Boston’s quiet offseason continues after missing out on its top pitching target. Where will the Sox go from here?

Boston Red Six chief baseball officer Craig Breslow speaks to the media during the MLB General Manager’s Meetings at Omni Scottsdale Resort & Spa. Mark J. Rebilas-USA TODAY Sports

Once again, the Boston Red Sox find themselves on the outside looking in on a top free-agent target. This time it’s Japanese ace Yoshinobu Yamamoto, off to the Dodgers on a 12-year, $325 million deal. At just 25 years old and with true ace stuff, Yamamoto would’ve been the perfect fit for a Boston team with short- and long-term rotation questions. Instead, all available evidence suggests that the Sox were never considered one of his top choices — adding insult to the injury of what’s been a very quiet offseason in New England so far.

But while we forgive fans for not necessarily reaching the acceptance stage yet, Hot Stove season leaves very little time for mourning. The 2024 season is coming one way or another, and it’s now incumbent on new chief baseball officer Craig Breslow to figure out how to get Boston back to the playoffs after a woefully disappointing 2023 campaign. (And he better do it quickly, as the pitching market figures to get busted wide open with Yamamoto off the market.) With Yamamoto gone elsewhere, what’s Breslow’s Plan B? How can he best pivot, and who might he target in the days and weeks to come? Let’s break it down.
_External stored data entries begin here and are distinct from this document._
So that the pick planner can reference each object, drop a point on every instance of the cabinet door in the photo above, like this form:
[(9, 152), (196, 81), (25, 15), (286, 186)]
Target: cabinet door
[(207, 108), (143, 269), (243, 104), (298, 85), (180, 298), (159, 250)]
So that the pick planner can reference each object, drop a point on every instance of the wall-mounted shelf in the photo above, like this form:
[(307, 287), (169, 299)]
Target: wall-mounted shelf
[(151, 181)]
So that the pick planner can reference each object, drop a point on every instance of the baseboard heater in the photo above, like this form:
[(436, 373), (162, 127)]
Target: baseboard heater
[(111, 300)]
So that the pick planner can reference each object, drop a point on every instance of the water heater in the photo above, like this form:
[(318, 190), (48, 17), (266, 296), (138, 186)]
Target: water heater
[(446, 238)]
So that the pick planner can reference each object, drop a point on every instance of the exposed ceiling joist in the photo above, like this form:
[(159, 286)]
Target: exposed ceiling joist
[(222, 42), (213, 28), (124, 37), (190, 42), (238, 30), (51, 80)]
What should Red Sox do next after missing Yoshinobu Yamamoto?

Go all-in for Jordan Montgomery

Beyond his obvious talent, there’s a reason the Red Sox made such a serious run at Yamamoto: Few teams got more from their starting rotation in 2023 than Boston, whose starters threw just 774.1 innings — fourth-fewest in the Majors, behind only the Rockies, Athletics and Giants. Yamamoto’s star power would’ve been nice, but this team needs someone who can chew up above-average innings and give its beleaguered bullpen a break.

Montgomery doesn’t have anywhere the Japanese ace’s ceiling, but the Rangers postseason hero has established himself as a rock-solid No. 2 or 3 option. He’s also been very durable in recent years, making at least 29 starts in every full season since 2019 — exactly the sort of reliability that this Boston rotation needs. The Sox need to add multiple arms between now and spring training (more on that in a second), but they also need some reliability towards the top. Montgomery brings that more than any other pitcher available, considering Blake Snell’s durability and command issues and how poorly Lucas Giolito’s fly ball-heavy profile fits at Fenway Park.

Bring back James Paxton

Even signing Montgomery would leave the Sox with a rotation of Monty, Chris Sale, Brayan Bello, Kutter Crawford and Tanner Houck — a lot of injury risk and not a lot of guys who’ve proven that they can give you a full 150-180 innings. One more arm, at least, would be good, and Paxton fits the bill as a guy who should only command a one- or two-year deal but who flashed huge upside during his one season in Boston in 2023. Veteran lefty Hyun-Jin Ryu also fits this description, but Paxton knows the team and isn’t likely to find a better situation to land in.

Trade for Willy Adames or Jorge Polanco

Boston’s priority should be pitching, pitching and more pitching, but they also could use an upgrade at second base — where they had some of the worst production in the league in 2023. The free-agent market for middle infielders is pretty barren (unless you’re really, really banking on a Tim Anderson bounce-back) but the trade market could be more fruitful. The Twins are reportedly fielding offers for Jorge Polanco as they look to give their second base job to Edouard Julien, while the Brewers seem set to start a rebuild and have no use for an infielder in Adames who’s going to hit free agency this time next winter. Polanco has been rock solid whenever he’s been on the field in recent years, while Adames is an elite defender whose power could play way up in the friendly confines of Fenway. Add one of those two, and this suddenly becomes a pretty formidable lineup around Rafael Devers, Triston Casas, Masataka Yoshida, Tyler O’Neill and young outfielder like Jarren Duran and Ceddanne Rafaela.